Today, if you walk into a garment factory, you’ll find workers performing almost every task required to make a piece of apparel. What happens when robots take over their labors? While some observers warn that millions risk losing their jobs, others argue that in the long term automation will decentralize manufacturing, creating new, better jobs in many more places.
“Our vision is that we should be able to manufacture clothing anywhere in the world and not rely on cheap labor and outsourcing,” says Palaniswamy “Raj” Rajan, the chairman and CEO of SoftWear, which has raised US $7.5 million from venture capital firm CTW Venture Partners. When manufacturers are located nearer their customers, he says, they can design and deliver new products faster and also reduce transportation and inventory costs.
But the changes won’t happen overnight. Automated sewing, despite the progress demonstrated by SoftWear and others, remains extremely challenging. Fabric comes in many different weights and textures, and handling such a wide variety is still tricky for robots. “Wherever there’s a need to manipulate fabric—for example, to load the sewing machine—then the human is still very much in play,” says David Bourne, a principal scientist at Carnegie Mellon University’s Robotics Institute who focuses on building intelligent systems for automated manufacturing. “The material-handling part of this whole thing is missing.”
The approach SoftWear came up with to solve this problem is rather ingenious. (The company has three issued patents and several more patent applications.) Instead of trying to manipulate a piece of fabric by keeping track of its overall dimensions—which is tricky because textiles stretch and deform—the company decided to track individual threads in the fabric. To do that, it developed a specialized camera capable of capturing more than 1,000 frames per second, and a set of image-processing algorithms to detect, on each frame, where the threads are.

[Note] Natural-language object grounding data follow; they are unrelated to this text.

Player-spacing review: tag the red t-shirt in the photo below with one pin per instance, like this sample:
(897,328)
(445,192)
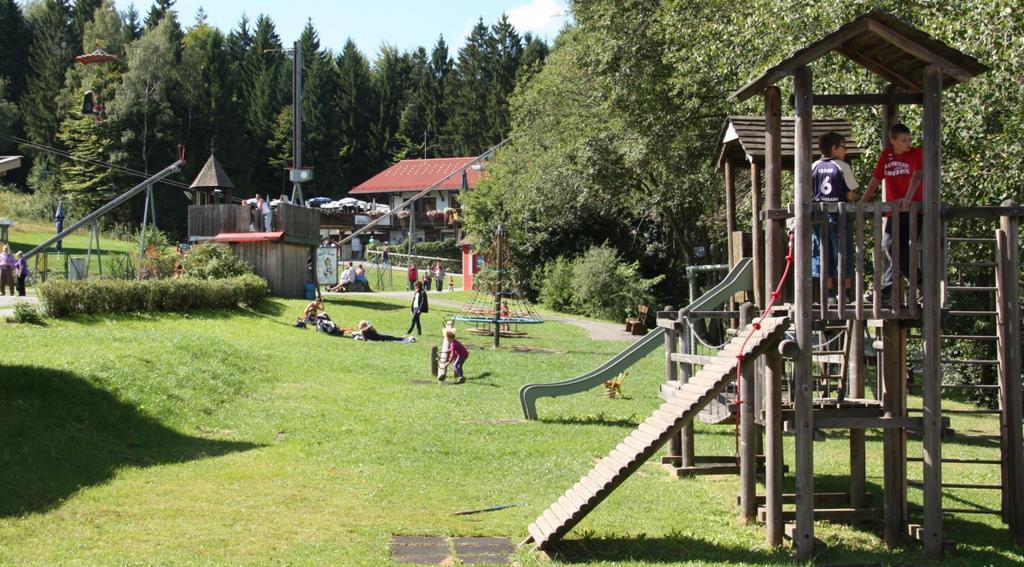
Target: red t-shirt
(896,170)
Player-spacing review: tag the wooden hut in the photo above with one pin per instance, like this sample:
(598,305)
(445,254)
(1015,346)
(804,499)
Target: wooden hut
(280,256)
(918,69)
(212,185)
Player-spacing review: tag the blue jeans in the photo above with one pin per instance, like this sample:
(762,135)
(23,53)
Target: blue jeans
(833,235)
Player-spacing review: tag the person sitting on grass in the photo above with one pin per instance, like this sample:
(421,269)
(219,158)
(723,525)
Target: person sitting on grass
(369,333)
(314,307)
(457,354)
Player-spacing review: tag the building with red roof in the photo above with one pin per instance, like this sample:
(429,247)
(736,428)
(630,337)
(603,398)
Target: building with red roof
(434,216)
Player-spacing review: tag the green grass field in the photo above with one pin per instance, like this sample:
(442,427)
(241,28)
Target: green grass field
(236,438)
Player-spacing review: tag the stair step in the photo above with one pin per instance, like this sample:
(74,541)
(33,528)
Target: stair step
(643,442)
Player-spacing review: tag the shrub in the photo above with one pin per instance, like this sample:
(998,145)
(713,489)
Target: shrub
(28,313)
(597,285)
(214,261)
(556,286)
(64,298)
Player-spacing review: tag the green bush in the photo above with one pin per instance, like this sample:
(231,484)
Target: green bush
(556,286)
(599,284)
(214,261)
(64,298)
(27,313)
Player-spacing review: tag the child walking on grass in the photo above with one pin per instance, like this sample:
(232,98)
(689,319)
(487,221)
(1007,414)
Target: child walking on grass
(457,354)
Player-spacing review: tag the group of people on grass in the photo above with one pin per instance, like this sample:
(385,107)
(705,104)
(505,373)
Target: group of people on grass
(899,167)
(455,353)
(435,272)
(13,271)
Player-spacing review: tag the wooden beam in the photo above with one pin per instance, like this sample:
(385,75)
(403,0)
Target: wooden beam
(775,251)
(890,75)
(932,323)
(804,57)
(730,209)
(1008,297)
(894,440)
(866,99)
(858,455)
(748,430)
(919,51)
(757,236)
(803,381)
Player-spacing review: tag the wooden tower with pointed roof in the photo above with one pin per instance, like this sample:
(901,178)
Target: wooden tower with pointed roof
(212,185)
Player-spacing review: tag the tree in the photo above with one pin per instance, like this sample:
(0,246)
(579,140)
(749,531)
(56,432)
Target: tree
(49,56)
(469,86)
(16,38)
(391,78)
(132,24)
(356,107)
(206,95)
(141,112)
(321,138)
(265,87)
(81,13)
(159,9)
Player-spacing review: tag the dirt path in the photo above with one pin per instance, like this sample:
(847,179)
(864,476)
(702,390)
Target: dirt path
(599,331)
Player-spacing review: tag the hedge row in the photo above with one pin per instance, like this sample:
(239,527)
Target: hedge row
(62,298)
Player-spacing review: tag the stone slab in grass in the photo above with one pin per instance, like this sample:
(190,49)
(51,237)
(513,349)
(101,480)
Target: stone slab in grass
(427,550)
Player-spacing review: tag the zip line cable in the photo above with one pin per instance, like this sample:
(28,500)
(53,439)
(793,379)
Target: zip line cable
(65,154)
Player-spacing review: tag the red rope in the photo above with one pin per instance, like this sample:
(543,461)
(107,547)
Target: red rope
(757,326)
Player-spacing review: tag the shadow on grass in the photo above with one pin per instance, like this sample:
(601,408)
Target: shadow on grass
(594,420)
(363,304)
(61,434)
(669,549)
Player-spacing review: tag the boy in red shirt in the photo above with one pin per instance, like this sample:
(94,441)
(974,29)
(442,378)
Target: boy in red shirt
(900,167)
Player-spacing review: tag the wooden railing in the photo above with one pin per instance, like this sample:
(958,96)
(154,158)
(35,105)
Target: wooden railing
(859,228)
(298,223)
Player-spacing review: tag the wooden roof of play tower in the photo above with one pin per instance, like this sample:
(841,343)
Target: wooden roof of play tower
(886,46)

At the same time, the company built robotic manipulators to mimic the way sewing-machine operators use their fingers to handle fabric. These micromanipulators, powered by precise linear actuators, can guide a piece of cloth through a sewing machine with submillimeter precision, correcting for distortions of the material.
In addition, SoftWear came up with two other systems to move fabric panels around: One is a four-axis robotic arm with a vacuum gripper that can pick up and place fabric items on the sewing table; the other is a 360-degree conveyor system that uses spherical rollers embedded on the table to slide and rotate the panels at high speed.
The company’s current Sewbots can make bath rugs, pillowcases, towels, and other products that are flat and mostly round or square in shape. Rajan, the CEO, says 2 million such products are already for sale at Target, Walmart, and other major retailers, and that before year-end “our robots will be making 30 million pieces a year.”
SoftWear is now improving its sewing robots for operation at the Tianyuan factory. Making a T-shirt is much more complicated than making a rug because a T-shirt requires multiple seams and hems that are not flat. If all goes as planned, the Sewbot will be able to carry out the same tasks that 10 workers currently perform, like sewing a sleeve or attaching a label, in a conventional production line—except the robot will be able to make the same T-shirt in about half the time.
After T-shirts, SoftWear wants to focus on jeans, dress shirts, and uniforms, which are even harder to make. Will robots eventually sew every piece of clothing we wear? No, Rajan says: “High fashion, bridal dresses, things like that—those are still going to be done by humans.” So for now it appears that “robot couture” will have to wait.